Background: There is strong interest in testing lifestyle interventions to improve cancer outcomes; however, the optimal methods for achieving behavior change in large-scale pragmatic trials are unknown. Here, we report the 1-year feasibility results for exercise behavior change in the Canadian Cancer Trials Group CO.21 (CHALLENGE) Trial.
Methods: Between 2009 and 2014, 273 high-risk stage II and III colon cancer survivors from 42 centers in Canada and Australia were randomized to a structured exercise program (SEP; n = 136) or health education materials (HEM; n = 137). The primary feasibility outcome in a prespecified interim analysis was a difference between randomized groups of ≥5 metabolic equivalent task (MET)-hours/week in self-reported recreational physical activity (PA) after at least 250 participants reached the 1-year follow-up. Secondary outcomes included health-related fitness.

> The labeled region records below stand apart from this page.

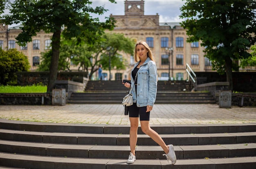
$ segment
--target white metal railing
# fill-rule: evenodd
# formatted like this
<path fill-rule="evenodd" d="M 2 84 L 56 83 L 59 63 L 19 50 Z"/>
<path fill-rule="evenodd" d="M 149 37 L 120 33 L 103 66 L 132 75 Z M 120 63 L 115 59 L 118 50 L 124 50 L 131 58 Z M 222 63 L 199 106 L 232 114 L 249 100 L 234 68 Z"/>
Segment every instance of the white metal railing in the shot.
<path fill-rule="evenodd" d="M 190 77 L 190 79 L 193 82 L 193 87 L 194 87 L 194 90 L 195 91 L 196 91 L 196 86 L 197 84 L 197 82 L 196 81 L 196 75 L 195 75 L 195 73 L 194 72 L 193 70 L 191 68 L 189 64 L 186 64 L 186 71 L 187 72 L 186 74 L 186 79 L 188 79 L 188 75 L 189 75 Z M 191 73 L 192 73 L 192 74 Z"/>

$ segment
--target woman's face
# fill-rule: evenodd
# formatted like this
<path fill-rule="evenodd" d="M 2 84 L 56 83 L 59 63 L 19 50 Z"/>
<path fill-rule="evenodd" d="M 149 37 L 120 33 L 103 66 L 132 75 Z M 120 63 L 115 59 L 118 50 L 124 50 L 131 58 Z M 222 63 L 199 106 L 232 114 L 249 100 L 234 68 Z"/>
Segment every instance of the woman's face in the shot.
<path fill-rule="evenodd" d="M 139 56 L 141 60 L 145 61 L 148 57 L 148 50 L 145 48 L 144 45 L 138 44 L 136 46 L 136 50 L 137 55 Z"/>

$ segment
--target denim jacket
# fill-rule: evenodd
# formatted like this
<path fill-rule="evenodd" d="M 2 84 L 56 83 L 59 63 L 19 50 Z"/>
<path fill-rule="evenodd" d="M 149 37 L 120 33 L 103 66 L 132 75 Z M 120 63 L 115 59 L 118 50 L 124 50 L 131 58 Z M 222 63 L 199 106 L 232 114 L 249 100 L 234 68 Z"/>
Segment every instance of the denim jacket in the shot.
<path fill-rule="evenodd" d="M 137 67 L 139 62 L 135 64 L 131 72 Z M 137 103 L 137 107 L 153 106 L 157 95 L 157 72 L 155 63 L 149 57 L 146 59 L 138 71 L 137 75 L 137 93 L 134 86 L 133 78 L 131 78 L 132 102 Z"/>

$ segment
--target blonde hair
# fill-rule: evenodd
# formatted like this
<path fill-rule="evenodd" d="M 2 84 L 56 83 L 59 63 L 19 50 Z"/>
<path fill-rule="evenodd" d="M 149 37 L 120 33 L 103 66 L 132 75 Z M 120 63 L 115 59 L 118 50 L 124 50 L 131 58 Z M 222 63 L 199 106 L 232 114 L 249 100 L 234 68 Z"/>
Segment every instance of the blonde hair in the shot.
<path fill-rule="evenodd" d="M 144 46 L 147 49 L 147 50 L 148 50 L 148 51 L 147 53 L 148 57 L 149 57 L 152 61 L 154 62 L 155 62 L 155 59 L 154 58 L 154 57 L 153 57 L 153 55 L 152 55 L 152 52 L 150 49 L 150 48 L 149 48 L 149 46 L 148 46 L 148 44 L 146 43 L 146 42 L 144 42 L 142 40 L 140 40 L 140 41 L 137 42 L 137 43 L 136 43 L 136 45 L 135 46 L 135 49 L 134 49 L 134 60 L 135 61 L 135 62 L 138 62 L 139 61 L 139 60 L 140 60 L 139 59 L 139 55 L 137 55 L 137 45 L 142 45 Z"/>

Results: The SEP group reported an increase in recreational PA of 15.6 MET-hours/week compared with 5.1 MET-hours/week in the HEM group [mean difference = +10.5; 95% confidence interval (CI) = +3.1–+17.9; P = 0.002]. The SEP group also improved relative to the HEM group in predicted VO2max (P = 0.068), 6-minute walk (P < 0.001), 30-second chair stand (P < 0.001), 8-foot up-and-go (P = 0.004), and sit-and-reach (P = 0.08).

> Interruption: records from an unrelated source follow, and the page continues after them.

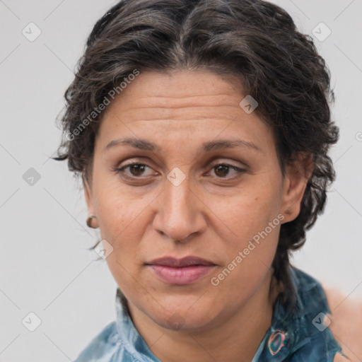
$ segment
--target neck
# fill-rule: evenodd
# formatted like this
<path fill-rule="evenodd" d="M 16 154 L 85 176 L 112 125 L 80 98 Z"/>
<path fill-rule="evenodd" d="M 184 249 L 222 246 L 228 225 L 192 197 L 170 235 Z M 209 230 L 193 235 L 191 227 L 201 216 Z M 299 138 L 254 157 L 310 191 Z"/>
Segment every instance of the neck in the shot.
<path fill-rule="evenodd" d="M 163 362 L 250 362 L 272 325 L 278 294 L 274 284 L 270 288 L 272 280 L 270 272 L 237 313 L 202 330 L 163 328 L 129 302 L 129 308 L 136 328 Z"/>

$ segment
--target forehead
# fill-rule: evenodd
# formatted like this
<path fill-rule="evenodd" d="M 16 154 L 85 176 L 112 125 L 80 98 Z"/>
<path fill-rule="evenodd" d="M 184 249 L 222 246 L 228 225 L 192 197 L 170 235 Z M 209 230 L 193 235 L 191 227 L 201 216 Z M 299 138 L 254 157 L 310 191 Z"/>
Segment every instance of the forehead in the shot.
<path fill-rule="evenodd" d="M 106 109 L 98 139 L 103 148 L 124 135 L 194 143 L 219 134 L 221 139 L 242 136 L 260 146 L 273 143 L 269 126 L 240 106 L 245 96 L 240 81 L 230 75 L 141 73 Z"/>

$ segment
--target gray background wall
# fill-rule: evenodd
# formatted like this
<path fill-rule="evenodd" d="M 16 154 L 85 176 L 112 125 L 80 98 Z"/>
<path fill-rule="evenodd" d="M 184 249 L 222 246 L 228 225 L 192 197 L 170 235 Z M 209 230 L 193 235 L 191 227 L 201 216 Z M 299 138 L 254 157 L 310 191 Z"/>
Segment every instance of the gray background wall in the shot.
<path fill-rule="evenodd" d="M 337 180 L 294 262 L 361 298 L 362 2 L 274 2 L 303 32 L 315 28 L 325 37 L 327 29 L 315 28 L 320 22 L 332 31 L 315 43 L 331 69 L 341 129 L 331 153 Z M 114 4 L 0 0 L 0 361 L 74 360 L 115 318 L 115 282 L 105 262 L 86 250 L 99 233 L 86 226 L 83 193 L 66 164 L 48 158 L 60 139 L 55 118 L 86 39 Z M 33 42 L 22 33 L 36 35 L 30 22 L 41 31 Z M 41 320 L 33 332 L 25 327 L 36 326 L 29 313 Z"/>

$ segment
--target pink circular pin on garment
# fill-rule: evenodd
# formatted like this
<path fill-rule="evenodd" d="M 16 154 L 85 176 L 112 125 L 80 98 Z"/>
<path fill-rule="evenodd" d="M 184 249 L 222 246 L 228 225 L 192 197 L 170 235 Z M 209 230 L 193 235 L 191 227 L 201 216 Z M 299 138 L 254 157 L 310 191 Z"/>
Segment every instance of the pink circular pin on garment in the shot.
<path fill-rule="evenodd" d="M 276 354 L 284 346 L 286 334 L 279 330 L 274 331 L 269 337 L 268 348 L 272 356 Z"/>

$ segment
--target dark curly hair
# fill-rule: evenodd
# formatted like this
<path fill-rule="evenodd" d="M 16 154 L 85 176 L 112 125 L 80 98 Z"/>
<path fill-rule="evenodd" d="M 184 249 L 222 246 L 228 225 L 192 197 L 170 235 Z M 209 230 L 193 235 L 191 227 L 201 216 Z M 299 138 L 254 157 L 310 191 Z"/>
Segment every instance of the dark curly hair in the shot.
<path fill-rule="evenodd" d="M 327 151 L 339 136 L 330 117 L 330 73 L 312 37 L 299 33 L 284 9 L 263 1 L 119 1 L 94 26 L 65 93 L 63 137 L 54 158 L 68 159 L 69 170 L 83 182 L 91 173 L 102 119 L 101 112 L 91 122 L 89 115 L 135 69 L 230 74 L 257 100 L 255 112 L 272 127 L 283 175 L 299 153 L 313 156 L 300 214 L 281 225 L 273 261 L 276 280 L 285 286 L 279 296 L 286 306 L 294 305 L 290 251 L 304 244 L 306 230 L 324 210 L 335 177 Z M 87 127 L 80 129 L 87 117 Z"/>

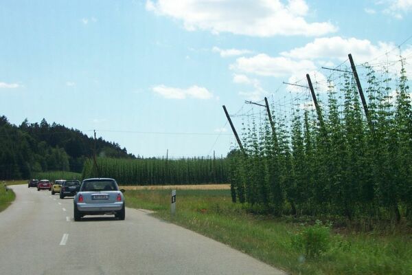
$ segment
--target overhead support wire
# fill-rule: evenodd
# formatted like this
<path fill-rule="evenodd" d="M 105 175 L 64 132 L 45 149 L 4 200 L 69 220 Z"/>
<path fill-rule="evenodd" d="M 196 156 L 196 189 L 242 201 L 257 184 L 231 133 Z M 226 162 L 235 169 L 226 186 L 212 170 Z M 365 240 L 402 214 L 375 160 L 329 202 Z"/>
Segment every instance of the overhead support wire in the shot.
<path fill-rule="evenodd" d="M 258 106 L 262 106 L 262 107 L 266 107 L 266 105 L 263 105 L 263 104 L 259 104 L 259 103 L 256 103 L 256 102 L 251 102 L 251 101 L 250 101 L 250 100 L 244 100 L 244 103 L 246 103 L 246 104 L 254 104 L 255 105 L 258 105 Z"/>
<path fill-rule="evenodd" d="M 369 116 L 369 109 L 367 108 L 367 104 L 366 103 L 366 99 L 365 98 L 365 96 L 363 95 L 363 90 L 362 89 L 362 86 L 360 85 L 360 80 L 359 80 L 359 76 L 358 76 L 358 72 L 356 71 L 356 67 L 355 66 L 354 58 L 352 58 L 351 54 L 349 54 L 347 56 L 349 56 L 350 65 L 352 67 L 352 72 L 354 72 L 354 76 L 356 82 L 356 85 L 358 86 L 359 95 L 360 96 L 360 99 L 362 100 L 362 104 L 363 105 L 363 110 L 365 111 L 365 116 L 366 116 L 367 124 L 369 124 L 371 131 L 374 132 L 374 124 Z"/>
<path fill-rule="evenodd" d="M 326 67 L 322 67 L 321 68 L 322 69 L 330 69 L 331 71 L 342 72 L 343 73 L 348 73 L 348 74 L 352 74 L 352 72 L 345 71 L 343 69 L 327 68 Z"/>
<path fill-rule="evenodd" d="M 309 87 L 308 86 L 299 85 L 299 84 L 288 83 L 286 82 L 283 82 L 282 83 L 286 84 L 287 85 L 297 86 L 297 87 L 301 87 L 302 88 L 309 89 Z"/>

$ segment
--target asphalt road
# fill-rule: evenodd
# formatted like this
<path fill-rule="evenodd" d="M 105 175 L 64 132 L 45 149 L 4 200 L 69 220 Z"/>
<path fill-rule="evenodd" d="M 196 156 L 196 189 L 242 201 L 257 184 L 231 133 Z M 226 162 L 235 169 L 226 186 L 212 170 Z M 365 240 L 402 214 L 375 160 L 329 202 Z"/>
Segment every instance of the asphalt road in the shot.
<path fill-rule="evenodd" d="M 72 198 L 10 187 L 16 198 L 0 212 L 2 275 L 284 274 L 143 210 L 126 208 L 125 221 L 86 216 L 75 222 Z"/>

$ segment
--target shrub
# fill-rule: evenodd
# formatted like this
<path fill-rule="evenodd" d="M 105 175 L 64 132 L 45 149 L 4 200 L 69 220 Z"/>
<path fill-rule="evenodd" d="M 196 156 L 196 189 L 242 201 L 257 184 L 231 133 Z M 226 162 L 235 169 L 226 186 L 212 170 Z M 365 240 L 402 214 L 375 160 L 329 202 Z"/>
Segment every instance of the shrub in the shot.
<path fill-rule="evenodd" d="M 292 236 L 292 245 L 304 252 L 308 258 L 316 258 L 326 252 L 330 246 L 330 228 L 320 221 L 313 226 L 305 227 Z"/>

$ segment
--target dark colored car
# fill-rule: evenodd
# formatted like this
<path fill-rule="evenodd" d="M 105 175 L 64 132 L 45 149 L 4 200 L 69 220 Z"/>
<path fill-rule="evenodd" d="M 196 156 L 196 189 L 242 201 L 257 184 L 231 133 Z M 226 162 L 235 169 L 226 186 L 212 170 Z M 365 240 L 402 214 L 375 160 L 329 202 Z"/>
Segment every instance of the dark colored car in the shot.
<path fill-rule="evenodd" d="M 50 191 L 52 190 L 52 184 L 49 179 L 42 179 L 38 182 L 37 184 L 37 190 L 40 191 L 41 190 L 48 190 Z"/>
<path fill-rule="evenodd" d="M 78 180 L 67 180 L 62 183 L 60 199 L 65 197 L 74 197 L 80 189 L 80 182 Z"/>
<path fill-rule="evenodd" d="M 37 184 L 38 184 L 38 179 L 30 179 L 28 182 L 28 187 L 37 187 Z"/>

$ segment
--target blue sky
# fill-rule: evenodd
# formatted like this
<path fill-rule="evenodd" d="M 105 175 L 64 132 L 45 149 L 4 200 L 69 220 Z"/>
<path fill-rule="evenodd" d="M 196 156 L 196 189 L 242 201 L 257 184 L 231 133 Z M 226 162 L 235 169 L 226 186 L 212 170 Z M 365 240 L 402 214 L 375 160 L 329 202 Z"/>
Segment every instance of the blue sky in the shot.
<path fill-rule="evenodd" d="M 349 53 L 396 58 L 411 14 L 412 0 L 1 1 L 0 114 L 96 129 L 135 155 L 225 155 L 222 104 L 276 102 L 282 82 L 321 83 Z"/>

Conclusions: The behavior change intervention in the CHALLENGE Trial produced a substantial increase in self-reported recreational PA that met the feasibility criterion for trial continuation, resulted in objective fitness improvements, and is consistent with the amount of PA associated with improved colon cancer outcomes in observational studies.
Impact: The CHALLENGE Trial is poised to determine the causal effects of PA on colon cancer outcomes. Cancer Epidemiol Biomarkers Prev; 25(6); 969–77. ©2016 AACR.